O dia nasce prazenteiro. No pé de
acerola, a passarada festeja numa babel em que todos, como os mineirinhos, falam
ao mesmo tempo e assim se entendem. Eu, que entendo os mineiros, não compreendo
nada do que dizem os passarinhos. São os mais variados bicos, idiomas e plumagens.
Há também um casal de pombinhas silvestres querendo nidificar nessa árvore. Estes
não têm capricho e seu ninho não passa de um amontoado de gravetos. Mas como
são belas as juritis! Bebo cada gota desta manhã, que mal começa e já envelhece.
Uma brisa sopra levemente, levando com ela minha manhã e a minha inspiração.
Ainda há pouco era noite escura.
***
Passaram alguns dias desde o
início desta crônica. As pombinhas já fizeram o ninho e uma delas está sempre
em repouso. Neste momento vejo o casal: ele cofia as penas, enquanto a
companheira continua aninhada e vigilante. Um pássaro de outra espécie vem xeretar,
mas não há conflito entre eles. De tão amistosos, parecem velhos compadres. Os
nubentes talvez não deem conta do perigo que mora embaixo. Espreitam-nos três cães:
Pituka, Tokinho e Tiziu, que não se compadecem de bicho de pena. Este último
compôs a matilha recentemente. Vagava por uma rodovia, prestes a partir para o
‘Paraíso dos Bichos’ – se é que existe um paraíso para eles. Acredito que sim,
porque o Criador não os deixaria no ‘limbo’. No fim dos tempos, todos nós nos
encontraremos na ‘Comunhão das Criaturas’. Assim penso, embora esta minha teologia
seja tola para os doutos, reconheço e não me importo.
***
Volto à crônica. Enquanto o Tiziu
duela com a Pituka, observo o ninho das pombinhas.

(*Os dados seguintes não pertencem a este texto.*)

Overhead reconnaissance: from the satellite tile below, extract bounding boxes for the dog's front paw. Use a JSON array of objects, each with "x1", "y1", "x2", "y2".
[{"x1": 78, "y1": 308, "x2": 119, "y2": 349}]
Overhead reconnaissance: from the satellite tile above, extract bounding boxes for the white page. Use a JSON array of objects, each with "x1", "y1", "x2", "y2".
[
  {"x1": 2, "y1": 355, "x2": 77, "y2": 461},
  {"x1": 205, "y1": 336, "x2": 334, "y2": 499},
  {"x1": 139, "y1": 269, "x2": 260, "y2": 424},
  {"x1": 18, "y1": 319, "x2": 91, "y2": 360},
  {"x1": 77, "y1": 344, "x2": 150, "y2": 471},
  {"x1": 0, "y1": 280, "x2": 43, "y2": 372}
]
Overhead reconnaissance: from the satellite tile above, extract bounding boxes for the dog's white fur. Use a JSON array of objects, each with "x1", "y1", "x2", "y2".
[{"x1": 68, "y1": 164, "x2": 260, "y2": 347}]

No rádio, uma orquestra, acho
que de Viena – se não de Viena, de Berlim. Gosto de citar orquestras
germânicas, porque elas parecem agregar sofisticação aos meus textos (!). No pé
de acerola, outra orquestra menos sofisticada do ponto de vista humano: bicos,
muitos bicos, emitem seus tons e semitons sem necessidade de maestro nem
batuta. Aqui dentro, apenas Tokinho e eu. Nem sei se Tokinho está ouvindo as
orquestras. Parece mais preocupado em destruir um chinelo, que já foi meu e que
Tiziu pegou emprestado para “consertar”, devolvendo-o sem correia. Mas a
pombinha continua lá, pensativa, desconfiada de mim e sonhando com dois
‘biquinhos’. E já se foi mais uma manhã.
***
Retorno após uns dias. No
aparelho, João do Morro & Pé de Serra cantam ‘Prato do Dia’: uma ode à
bravura dum pai de família frente a um cafajeste. Os cães saíram e me deixaram. No rádio, agora
é a dupla Duo Guarujá com “Cabecinha no Ombro”. Na aceroleira, uma mãe toda
feliz alimenta dois pimpolhos. Encantadora
manhã! Mas, que se vai.
***
Estou de volta. Tokinho masca uma
coisa preta e redonda parecida com um pastel: meu finado chinelo. Lá fora, um
bater de asas me desperta da leitura e um dos filhotes é predado. Não há tempo.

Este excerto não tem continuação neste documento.